Thousands of migrants put in solitary confinement without violating any rules
Migrants are gathered inside the fence of a makeshift detention center in El Paso, Texas on Wed. March 27, 2019. Photo: Sergio Flores for The Washington Post/Getty Images
Over a 5-year stretch during both the Obama and Trump administrations, thousands of migrants were placed into solitary confinement while in ICE custody, nearly half of whom had not appeared to violate any known rules, according to government documents newly obtained and reported by NBC News.
"Solitary confinement was being used as the first resort, not the last resort,"— Ellen Gallagher, a policy adviser with the Department of Homeland Security told NBC
Gallagher also described the misconduct within solitary confinement as "urgent and at times life-threatening."
Details: A review of thousands of documents from 2012 to 2017 — retrieved by the International Consortium of Investigative Journalists with the Freedom of Information Act — included detention records and court fillings, as well as interviews with current and former detainees from around the world.
Their findings included:
- Many of the detained migrants are reportedly disabled, mentally ill or identify as LGBTQ.

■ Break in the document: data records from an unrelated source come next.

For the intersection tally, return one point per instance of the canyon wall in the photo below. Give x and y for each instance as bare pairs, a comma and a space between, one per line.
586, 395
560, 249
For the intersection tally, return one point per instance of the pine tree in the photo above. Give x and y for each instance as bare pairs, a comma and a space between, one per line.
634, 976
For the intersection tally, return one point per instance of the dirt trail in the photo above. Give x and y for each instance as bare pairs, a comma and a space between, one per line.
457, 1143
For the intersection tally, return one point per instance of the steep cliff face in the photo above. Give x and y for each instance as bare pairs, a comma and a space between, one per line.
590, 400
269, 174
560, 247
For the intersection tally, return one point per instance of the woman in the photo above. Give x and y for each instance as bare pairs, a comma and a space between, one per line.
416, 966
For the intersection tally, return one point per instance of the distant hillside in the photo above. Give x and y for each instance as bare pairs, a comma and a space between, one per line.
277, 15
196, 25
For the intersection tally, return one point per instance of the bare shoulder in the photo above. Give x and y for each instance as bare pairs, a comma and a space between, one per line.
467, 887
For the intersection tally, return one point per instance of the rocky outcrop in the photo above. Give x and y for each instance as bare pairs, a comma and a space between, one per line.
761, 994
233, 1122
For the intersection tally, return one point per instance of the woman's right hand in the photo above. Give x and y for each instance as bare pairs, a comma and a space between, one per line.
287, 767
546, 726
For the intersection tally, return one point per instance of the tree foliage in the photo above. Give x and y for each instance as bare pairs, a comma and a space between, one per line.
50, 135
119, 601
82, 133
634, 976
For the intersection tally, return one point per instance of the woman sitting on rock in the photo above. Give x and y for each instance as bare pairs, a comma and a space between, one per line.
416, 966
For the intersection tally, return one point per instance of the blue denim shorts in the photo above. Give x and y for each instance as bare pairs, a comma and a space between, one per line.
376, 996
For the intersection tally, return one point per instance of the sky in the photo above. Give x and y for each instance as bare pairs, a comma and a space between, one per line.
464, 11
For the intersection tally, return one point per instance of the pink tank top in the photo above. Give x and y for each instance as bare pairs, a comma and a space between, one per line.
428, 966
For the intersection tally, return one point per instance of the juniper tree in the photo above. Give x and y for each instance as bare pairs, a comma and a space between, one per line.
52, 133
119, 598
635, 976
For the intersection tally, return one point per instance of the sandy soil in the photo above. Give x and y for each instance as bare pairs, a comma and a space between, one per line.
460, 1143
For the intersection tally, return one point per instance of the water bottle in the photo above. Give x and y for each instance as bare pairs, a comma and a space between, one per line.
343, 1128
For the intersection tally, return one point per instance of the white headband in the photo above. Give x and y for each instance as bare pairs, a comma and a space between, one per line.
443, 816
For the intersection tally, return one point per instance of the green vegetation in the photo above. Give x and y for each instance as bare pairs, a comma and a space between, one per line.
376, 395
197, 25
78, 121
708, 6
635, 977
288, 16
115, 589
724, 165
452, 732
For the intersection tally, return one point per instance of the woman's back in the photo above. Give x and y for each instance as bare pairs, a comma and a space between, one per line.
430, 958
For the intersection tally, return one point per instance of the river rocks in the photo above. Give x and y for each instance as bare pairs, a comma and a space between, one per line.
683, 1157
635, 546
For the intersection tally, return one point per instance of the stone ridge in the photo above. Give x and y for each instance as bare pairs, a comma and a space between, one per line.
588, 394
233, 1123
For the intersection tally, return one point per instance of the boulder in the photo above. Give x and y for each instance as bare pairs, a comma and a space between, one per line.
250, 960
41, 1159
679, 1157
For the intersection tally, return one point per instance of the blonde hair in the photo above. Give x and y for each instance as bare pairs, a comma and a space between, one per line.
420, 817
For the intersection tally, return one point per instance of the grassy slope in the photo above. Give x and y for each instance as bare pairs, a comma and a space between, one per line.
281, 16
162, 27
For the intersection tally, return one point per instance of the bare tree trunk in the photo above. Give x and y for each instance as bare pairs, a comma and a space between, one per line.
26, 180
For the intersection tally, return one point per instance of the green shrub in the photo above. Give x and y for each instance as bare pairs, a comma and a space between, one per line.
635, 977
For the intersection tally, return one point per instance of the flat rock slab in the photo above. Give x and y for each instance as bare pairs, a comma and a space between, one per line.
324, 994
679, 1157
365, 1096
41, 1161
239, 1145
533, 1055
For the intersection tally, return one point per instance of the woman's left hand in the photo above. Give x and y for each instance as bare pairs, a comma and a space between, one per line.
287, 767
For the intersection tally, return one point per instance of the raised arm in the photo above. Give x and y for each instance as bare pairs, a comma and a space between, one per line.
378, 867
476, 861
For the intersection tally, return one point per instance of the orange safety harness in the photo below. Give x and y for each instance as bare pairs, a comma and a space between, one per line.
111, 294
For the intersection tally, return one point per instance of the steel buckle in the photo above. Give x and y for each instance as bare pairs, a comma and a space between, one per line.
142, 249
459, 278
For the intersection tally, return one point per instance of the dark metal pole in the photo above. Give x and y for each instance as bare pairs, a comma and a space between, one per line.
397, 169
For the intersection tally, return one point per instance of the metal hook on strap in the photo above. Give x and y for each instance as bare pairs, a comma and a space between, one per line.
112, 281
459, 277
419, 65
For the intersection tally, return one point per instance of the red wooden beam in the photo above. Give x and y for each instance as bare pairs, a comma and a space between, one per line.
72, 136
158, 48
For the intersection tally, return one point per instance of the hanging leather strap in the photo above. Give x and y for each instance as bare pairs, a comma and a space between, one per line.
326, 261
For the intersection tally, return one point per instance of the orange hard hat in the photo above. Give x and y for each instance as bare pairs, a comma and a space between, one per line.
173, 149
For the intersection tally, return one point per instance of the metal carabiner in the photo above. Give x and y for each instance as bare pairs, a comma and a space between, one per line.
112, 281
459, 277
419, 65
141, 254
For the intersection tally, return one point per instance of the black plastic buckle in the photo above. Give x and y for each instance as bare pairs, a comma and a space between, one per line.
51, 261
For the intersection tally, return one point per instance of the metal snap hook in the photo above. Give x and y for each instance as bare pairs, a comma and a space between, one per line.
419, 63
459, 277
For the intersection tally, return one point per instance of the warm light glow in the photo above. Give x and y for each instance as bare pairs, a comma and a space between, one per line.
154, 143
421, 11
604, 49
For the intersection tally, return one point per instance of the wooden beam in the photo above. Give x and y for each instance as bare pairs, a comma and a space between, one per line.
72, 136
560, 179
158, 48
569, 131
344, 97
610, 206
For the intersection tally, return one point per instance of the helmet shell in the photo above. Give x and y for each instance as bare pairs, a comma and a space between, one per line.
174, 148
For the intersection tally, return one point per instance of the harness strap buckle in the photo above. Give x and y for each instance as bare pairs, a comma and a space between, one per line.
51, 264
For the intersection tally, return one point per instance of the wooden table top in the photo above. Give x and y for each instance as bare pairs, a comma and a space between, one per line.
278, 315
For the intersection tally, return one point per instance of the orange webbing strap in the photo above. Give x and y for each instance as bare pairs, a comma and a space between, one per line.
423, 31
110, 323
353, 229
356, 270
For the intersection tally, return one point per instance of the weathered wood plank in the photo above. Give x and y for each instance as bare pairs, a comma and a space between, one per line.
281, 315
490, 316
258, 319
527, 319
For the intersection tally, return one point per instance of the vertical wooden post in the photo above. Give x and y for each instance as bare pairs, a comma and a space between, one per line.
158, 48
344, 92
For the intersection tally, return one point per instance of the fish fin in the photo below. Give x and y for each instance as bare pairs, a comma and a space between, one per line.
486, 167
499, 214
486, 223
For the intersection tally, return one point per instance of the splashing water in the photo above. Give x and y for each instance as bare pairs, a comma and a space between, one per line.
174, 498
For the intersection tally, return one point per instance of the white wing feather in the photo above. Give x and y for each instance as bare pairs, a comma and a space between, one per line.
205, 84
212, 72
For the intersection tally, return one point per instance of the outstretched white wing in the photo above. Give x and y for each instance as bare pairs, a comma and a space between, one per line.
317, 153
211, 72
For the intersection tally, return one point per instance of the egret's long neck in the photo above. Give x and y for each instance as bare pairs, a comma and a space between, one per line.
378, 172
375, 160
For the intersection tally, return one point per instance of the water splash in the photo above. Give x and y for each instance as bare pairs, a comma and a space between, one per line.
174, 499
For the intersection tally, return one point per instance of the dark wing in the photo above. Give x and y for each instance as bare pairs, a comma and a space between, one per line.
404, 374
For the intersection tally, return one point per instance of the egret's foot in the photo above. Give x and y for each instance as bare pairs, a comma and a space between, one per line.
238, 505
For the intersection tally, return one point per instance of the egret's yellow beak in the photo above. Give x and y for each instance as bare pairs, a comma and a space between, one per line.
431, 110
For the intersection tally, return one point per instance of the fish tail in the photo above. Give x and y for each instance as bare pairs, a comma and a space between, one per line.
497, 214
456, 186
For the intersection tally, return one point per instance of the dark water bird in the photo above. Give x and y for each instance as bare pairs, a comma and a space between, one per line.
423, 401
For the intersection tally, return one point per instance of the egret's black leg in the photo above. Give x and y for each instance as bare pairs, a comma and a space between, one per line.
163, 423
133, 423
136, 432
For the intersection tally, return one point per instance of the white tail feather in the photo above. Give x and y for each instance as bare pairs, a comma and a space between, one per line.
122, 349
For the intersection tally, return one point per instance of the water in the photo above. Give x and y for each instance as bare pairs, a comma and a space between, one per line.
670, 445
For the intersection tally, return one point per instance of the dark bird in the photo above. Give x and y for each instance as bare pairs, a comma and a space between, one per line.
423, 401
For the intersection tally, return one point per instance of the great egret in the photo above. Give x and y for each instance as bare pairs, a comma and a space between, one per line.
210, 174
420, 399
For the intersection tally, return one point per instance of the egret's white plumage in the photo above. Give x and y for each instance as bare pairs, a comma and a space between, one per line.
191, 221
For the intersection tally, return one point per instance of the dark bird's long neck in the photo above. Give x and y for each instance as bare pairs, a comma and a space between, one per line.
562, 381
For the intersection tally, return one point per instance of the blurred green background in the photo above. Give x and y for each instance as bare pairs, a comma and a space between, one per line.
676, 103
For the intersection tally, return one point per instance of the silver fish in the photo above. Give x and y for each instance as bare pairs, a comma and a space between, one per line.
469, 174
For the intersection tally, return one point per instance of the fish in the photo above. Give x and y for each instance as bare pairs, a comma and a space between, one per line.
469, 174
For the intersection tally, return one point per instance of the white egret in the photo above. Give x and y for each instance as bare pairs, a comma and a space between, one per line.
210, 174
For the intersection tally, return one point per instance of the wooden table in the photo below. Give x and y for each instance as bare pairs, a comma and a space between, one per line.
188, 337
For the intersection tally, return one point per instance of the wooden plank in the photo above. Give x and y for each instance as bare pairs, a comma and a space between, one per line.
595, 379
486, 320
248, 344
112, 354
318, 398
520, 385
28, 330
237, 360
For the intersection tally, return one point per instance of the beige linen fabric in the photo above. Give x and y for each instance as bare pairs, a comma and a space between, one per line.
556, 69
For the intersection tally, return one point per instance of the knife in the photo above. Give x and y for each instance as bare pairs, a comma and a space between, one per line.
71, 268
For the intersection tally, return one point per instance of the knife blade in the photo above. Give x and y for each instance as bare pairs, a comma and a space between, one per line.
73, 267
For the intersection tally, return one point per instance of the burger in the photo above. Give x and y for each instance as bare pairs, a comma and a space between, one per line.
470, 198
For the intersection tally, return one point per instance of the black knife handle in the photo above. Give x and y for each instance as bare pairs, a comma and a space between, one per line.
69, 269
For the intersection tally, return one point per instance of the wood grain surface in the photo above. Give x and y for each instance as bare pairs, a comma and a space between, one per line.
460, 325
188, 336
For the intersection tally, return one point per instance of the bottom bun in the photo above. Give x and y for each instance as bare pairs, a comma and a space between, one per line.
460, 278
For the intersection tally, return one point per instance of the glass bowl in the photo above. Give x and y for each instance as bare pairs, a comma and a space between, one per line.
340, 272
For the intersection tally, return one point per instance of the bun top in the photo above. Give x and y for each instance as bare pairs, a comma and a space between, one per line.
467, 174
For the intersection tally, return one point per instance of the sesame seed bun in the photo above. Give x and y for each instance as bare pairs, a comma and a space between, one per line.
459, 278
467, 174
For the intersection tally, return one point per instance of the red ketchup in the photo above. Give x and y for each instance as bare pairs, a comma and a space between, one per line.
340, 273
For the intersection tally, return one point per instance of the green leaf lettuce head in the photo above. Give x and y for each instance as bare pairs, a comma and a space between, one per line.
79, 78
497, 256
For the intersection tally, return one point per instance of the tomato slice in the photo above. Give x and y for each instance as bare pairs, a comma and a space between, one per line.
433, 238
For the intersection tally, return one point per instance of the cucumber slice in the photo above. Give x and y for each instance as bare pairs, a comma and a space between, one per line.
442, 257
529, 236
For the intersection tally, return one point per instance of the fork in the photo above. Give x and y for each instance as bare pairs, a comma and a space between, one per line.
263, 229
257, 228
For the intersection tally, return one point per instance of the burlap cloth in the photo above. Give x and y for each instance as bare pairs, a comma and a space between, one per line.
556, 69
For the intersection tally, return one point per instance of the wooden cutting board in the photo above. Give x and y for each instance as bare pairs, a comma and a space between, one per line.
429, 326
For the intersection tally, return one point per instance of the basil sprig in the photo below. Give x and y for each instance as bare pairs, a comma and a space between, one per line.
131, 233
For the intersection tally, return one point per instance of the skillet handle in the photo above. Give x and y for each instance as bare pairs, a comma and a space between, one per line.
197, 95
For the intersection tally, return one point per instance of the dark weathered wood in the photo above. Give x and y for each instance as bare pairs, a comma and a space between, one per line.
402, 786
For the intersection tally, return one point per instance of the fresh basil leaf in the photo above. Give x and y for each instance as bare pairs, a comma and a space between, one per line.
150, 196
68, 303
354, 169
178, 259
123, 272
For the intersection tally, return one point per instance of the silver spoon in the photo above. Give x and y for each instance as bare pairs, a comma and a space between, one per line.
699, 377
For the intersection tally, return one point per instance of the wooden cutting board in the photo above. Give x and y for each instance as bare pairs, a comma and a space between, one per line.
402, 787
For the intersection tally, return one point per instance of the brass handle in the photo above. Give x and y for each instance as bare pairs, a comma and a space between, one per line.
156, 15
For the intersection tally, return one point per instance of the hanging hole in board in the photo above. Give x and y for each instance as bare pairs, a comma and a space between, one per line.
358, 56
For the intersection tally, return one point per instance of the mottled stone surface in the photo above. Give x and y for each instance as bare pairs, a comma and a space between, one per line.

- Immigration and Customs Enforcement attributed much of the use of solitary confinement on vulnerable people to safety concerns. However, internal guidances require detention officials to record alternatives considered before resorting to isolation. Gallagher claims she often saw no evidence that ICE had pursued other options.
- In isolation, detainees are on lockdown for at least 22 hours each day.
- Detainees only had attorneys in 11% of the cases.
The United Nations has characterized the use of solitary confinement as "torture or cruel, inhuman or degrading treatment," adding that confinement for 15 or more days should be banned, barring rare circumstances.